The biggest direct threat to the survival of many of the most endangered species in the world is poaching and other wildlife crime, which has a significant and severe impact on wildlife species. Never purchase items made from animal skin or ivory, some of which are prohibited, as doing so can encourage wildlife crime and poaching. In general, know what tourist purchases you should and shouldn’t make.
- Kenya Safari Etiquette : Do not ignore your guide’s advice.
You should never stray from this unbreakable law. Your safari guide’s responsibility is to lead you and keep you safe. Don’t be reluctant to follow your guide’s instructions when they are given. They may ask you to speak more quietly while watching the game because they may have heard or seen something you haven’t, and they don’t want to scare the animal. While on a walking safari, where you may come across predators or wary animals, your guide will probably advise you to stop moving or avoid eye contact with them, and you must obey their instructions. They will also advise you to remain inside the vehicle for safety reasons.
- Kenya Safari Etiquette : Do not use your electronic devices on game activities.

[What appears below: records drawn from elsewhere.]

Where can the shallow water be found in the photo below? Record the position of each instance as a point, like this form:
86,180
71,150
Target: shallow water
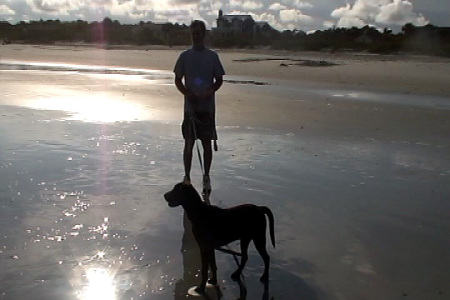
82,214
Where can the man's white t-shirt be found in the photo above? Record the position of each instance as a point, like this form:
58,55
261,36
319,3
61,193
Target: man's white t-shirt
199,69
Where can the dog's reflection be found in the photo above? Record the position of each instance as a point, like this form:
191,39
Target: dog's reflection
191,271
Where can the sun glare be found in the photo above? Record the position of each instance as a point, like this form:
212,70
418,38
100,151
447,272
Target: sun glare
100,285
101,108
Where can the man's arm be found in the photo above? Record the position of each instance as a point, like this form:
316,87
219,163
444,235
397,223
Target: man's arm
182,88
218,81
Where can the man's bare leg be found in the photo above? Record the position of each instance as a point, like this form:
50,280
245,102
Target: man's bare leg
187,159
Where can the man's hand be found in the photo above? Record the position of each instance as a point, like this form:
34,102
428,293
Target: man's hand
206,94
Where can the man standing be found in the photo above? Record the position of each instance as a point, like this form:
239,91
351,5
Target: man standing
203,76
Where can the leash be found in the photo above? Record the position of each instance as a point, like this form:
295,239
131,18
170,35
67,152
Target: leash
206,197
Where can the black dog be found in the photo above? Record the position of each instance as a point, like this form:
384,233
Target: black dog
214,227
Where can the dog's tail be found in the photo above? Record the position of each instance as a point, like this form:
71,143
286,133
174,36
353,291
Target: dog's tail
269,214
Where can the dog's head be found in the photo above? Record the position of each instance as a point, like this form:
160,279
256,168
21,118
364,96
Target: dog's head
178,195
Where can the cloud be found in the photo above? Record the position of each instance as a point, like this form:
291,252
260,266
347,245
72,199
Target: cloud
297,3
293,15
400,13
6,11
277,6
384,12
245,5
49,6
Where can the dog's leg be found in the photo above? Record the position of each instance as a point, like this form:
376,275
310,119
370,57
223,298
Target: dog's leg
260,245
244,247
204,253
213,266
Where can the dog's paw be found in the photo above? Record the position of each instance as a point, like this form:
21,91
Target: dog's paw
236,275
212,281
200,290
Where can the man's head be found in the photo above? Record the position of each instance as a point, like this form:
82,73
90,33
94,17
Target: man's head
198,33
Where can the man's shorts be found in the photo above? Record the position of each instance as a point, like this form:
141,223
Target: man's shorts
205,126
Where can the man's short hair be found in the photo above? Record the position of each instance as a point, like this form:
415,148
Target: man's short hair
198,23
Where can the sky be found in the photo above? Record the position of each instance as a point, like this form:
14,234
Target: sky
305,15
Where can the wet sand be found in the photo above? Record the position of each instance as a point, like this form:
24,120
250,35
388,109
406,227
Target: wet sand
353,161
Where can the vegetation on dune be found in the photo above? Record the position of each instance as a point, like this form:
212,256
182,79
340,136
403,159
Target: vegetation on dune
427,39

The entire purpose of a safari is to disconnect from the outside world and spend time in nature. You have the option of turning off or silencing your phone, though it must remain on if you are using the camera. Consider a scenario in which you haven’t seen any wildlife, but when your guide alerts you to an animal on foot, your phone starts to ring. This sound can be quite loud in an open area, which is very annoying because it scatters the animals. Remember to silence the beeping sound if you are carrying a professional camera.

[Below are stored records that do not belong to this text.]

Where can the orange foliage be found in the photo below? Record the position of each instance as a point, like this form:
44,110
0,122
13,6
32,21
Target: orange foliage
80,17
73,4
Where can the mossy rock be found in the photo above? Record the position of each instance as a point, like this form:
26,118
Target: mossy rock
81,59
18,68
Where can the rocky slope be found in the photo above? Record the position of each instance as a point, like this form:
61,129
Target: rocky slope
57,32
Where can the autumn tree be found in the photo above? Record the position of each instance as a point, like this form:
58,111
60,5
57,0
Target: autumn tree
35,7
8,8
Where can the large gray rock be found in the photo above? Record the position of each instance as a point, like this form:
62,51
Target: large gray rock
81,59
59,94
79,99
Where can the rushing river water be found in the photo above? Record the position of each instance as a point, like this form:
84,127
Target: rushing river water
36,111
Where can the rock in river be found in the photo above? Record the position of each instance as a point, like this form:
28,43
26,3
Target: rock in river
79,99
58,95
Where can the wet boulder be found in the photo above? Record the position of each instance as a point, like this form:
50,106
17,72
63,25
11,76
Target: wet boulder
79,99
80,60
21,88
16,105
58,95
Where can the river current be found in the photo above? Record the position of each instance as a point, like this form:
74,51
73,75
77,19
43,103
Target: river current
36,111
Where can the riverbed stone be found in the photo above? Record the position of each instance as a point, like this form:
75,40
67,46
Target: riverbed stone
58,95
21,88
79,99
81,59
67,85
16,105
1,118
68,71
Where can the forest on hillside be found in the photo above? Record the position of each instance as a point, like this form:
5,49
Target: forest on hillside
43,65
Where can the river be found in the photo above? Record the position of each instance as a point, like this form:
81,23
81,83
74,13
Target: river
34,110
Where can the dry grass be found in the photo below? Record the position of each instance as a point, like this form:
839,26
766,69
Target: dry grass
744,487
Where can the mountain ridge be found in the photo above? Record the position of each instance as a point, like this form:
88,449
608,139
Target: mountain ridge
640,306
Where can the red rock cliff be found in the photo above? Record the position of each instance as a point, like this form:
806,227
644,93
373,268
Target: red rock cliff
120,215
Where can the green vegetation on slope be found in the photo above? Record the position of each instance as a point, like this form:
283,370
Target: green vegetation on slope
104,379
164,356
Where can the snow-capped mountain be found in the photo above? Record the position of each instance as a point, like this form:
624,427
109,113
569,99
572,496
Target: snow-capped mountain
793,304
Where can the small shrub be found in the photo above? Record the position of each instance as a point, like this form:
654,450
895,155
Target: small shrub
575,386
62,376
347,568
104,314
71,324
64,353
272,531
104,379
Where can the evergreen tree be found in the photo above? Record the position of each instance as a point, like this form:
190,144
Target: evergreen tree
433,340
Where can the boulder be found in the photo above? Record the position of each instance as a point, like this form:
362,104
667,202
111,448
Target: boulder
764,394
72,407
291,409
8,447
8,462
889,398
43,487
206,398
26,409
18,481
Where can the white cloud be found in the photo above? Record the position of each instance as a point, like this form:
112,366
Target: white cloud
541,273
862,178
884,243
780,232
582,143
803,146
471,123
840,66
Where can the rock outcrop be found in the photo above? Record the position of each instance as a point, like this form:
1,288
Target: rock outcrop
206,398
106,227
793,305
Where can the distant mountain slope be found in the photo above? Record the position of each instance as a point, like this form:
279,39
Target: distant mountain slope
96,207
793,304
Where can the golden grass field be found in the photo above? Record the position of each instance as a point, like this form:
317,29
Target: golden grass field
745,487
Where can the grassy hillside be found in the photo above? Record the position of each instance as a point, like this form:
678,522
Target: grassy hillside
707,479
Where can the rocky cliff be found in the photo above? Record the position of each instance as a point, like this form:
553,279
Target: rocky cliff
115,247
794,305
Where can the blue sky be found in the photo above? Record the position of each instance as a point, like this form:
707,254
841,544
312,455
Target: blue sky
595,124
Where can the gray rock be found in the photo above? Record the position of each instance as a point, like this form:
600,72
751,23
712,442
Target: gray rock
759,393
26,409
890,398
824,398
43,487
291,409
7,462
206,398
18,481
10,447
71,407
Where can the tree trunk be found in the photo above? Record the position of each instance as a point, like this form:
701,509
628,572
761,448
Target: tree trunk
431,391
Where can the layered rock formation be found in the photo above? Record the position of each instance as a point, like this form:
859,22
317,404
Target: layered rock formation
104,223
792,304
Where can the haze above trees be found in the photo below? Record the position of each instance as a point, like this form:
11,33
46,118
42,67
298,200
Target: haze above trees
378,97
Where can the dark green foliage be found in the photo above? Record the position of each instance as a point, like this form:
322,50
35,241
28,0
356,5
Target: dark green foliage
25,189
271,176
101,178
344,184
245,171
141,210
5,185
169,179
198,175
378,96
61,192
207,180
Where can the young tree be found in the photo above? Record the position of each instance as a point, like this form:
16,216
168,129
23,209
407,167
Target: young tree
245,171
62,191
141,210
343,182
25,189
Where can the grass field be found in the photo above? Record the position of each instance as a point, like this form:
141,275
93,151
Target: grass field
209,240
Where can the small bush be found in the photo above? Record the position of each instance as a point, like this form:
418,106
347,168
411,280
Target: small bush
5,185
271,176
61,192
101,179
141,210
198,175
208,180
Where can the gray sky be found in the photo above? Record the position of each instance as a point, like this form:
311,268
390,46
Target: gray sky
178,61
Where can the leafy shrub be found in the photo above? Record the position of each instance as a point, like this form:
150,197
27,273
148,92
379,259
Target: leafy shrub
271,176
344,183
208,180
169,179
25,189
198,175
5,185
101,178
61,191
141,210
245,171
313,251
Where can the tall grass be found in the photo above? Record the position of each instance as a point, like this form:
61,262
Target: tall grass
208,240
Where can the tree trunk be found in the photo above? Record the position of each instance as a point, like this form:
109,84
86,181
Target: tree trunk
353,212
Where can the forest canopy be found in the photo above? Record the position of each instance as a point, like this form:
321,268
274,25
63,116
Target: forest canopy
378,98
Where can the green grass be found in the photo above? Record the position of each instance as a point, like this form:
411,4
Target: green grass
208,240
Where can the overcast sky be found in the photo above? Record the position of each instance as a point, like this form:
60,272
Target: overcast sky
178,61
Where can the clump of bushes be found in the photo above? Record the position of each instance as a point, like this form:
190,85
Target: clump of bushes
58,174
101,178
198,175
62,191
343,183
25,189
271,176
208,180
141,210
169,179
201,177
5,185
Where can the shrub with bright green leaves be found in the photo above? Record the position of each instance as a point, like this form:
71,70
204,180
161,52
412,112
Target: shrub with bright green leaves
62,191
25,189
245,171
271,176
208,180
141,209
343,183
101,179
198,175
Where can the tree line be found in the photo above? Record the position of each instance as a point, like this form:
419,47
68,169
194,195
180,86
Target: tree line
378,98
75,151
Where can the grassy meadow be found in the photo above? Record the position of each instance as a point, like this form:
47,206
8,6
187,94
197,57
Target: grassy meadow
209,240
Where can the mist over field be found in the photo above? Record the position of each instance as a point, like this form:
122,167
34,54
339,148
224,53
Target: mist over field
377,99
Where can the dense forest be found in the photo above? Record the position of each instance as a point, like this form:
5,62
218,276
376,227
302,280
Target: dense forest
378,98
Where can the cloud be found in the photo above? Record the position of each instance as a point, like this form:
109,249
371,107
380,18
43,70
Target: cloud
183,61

- Do not dehydrate, and make sure you are vaccinated.
Africa occasionally experiences very high temperatures, especially during the summer. You run the risk of becoming dehydrated if you don’t consume enough water. Drink plenty of water, keep a flask of it with you when you’re out doing something, and sip from it occasionally. Additionally, be certain you have all the required shots before traveling, and don’t forget to pack a basic first-aid kit.
- Do not pack too much.
The less you pack for a safari, the better. Keep in mind that you must carry your luggage through vehicles and airports before arriving at your hotel, lodge, or camp. Use the list of essentials to help you pack for your first safari. Remember that many lodging facilities offer a laundry service, often with same-day service, so you don’t need a ton of different clothes and stick to easy-to-wear, lightweight clothing that you can layer up.
When you book your safari, your safari operator will give you more information about the baggage restrictions that apply to the majority of charter flights in Africa, particularly those that concern weight and squashy bags that can fit in small planes.
- Don’t forget to tip.
Don’t forget to give tips to all the staff members who contributed to your memorable kenya safari. Tipping them will show them that you appreciate what they have done for you and will also show the guides, camp staff, and drivers that you appreciate what they have done for you during your safari days. Safari guides frequently provide tipping guidelines so that you know how much to tip and can make advance plans.
Even the best of us forget to drink the recommended amount of water each day, despite the fact that some of these dos and don’ts may seem quite obvious. Reminders are a good idea, and it’s always better to be ready so you can fully enjoy your safari.